Opinion
December 17, 1992
Appeal from the Supreme Court, New York County, James Leff, J.
Defendant and an unapprehended accomplice robbed the complainant near the Port Authority bus terminal. The crime was observed by an undercover Port Authority police officer, who had been following the two men, after observing that they were suspiciously eyeing passersby. Defendant was apprehended after a short chase.
Defendant failed to object to the court's charge on reasonable doubt or the presumption of innocence, and thus these claims are not preserved for appellate review, and we decline to review in the interest of justice. Were we to review, we would find that the charge as a whole properly explained the relevant legal criteria, and thus a reversal in the interest of justice would not be warranted (People v Cazeau, 154 A.D.2d 611, lv denied 75 N.Y.2d 768). Aside from the limited language now complained of, the court sufficiently explained the concepts of reasonable doubt and the presumption of innocence. As no charge was requested on the significance to be accorded evidence of flight, this claimed error is also unpreserved (People v Swinson, 176 A.D.2d 613, lv denied 79 N.Y.2d 864), and we decline to review it in the interest of justice.

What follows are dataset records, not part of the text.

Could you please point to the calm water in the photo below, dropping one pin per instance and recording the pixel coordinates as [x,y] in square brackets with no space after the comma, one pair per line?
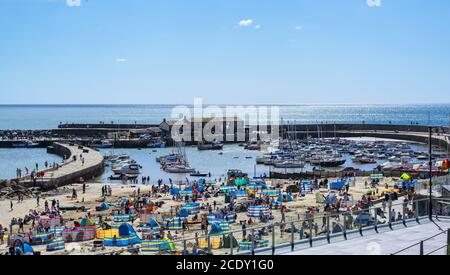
[11,159]
[49,116]
[234,157]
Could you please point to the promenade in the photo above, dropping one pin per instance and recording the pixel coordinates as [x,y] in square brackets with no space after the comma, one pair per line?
[72,169]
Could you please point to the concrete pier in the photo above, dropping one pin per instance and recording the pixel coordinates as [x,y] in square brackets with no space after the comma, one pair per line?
[71,170]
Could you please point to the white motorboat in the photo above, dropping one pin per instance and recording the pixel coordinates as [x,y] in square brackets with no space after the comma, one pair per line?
[179,169]
[289,164]
[128,169]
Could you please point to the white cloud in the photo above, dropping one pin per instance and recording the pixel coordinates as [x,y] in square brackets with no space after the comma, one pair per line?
[246,22]
[73,3]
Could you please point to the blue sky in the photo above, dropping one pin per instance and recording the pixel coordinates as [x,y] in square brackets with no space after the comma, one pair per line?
[170,51]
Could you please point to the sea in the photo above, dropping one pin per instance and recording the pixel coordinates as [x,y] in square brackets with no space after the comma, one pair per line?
[35,117]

Given the incredible character of defendant's trial testimony, failure to give a charge on flight could hardly have affected the outcome of the trial.
The imposition of the statutory maximum sentence was not an abuse of discretion, and the sentence was not excessive, in view of defendant's extensive criminal history, and the fact that lenient sentences meted out to defendant on prior convictions have not deterred his criminal activities.
Concur — Milonas, J.P., Ellerin, Kupferman, Ross and Rubin, JJ.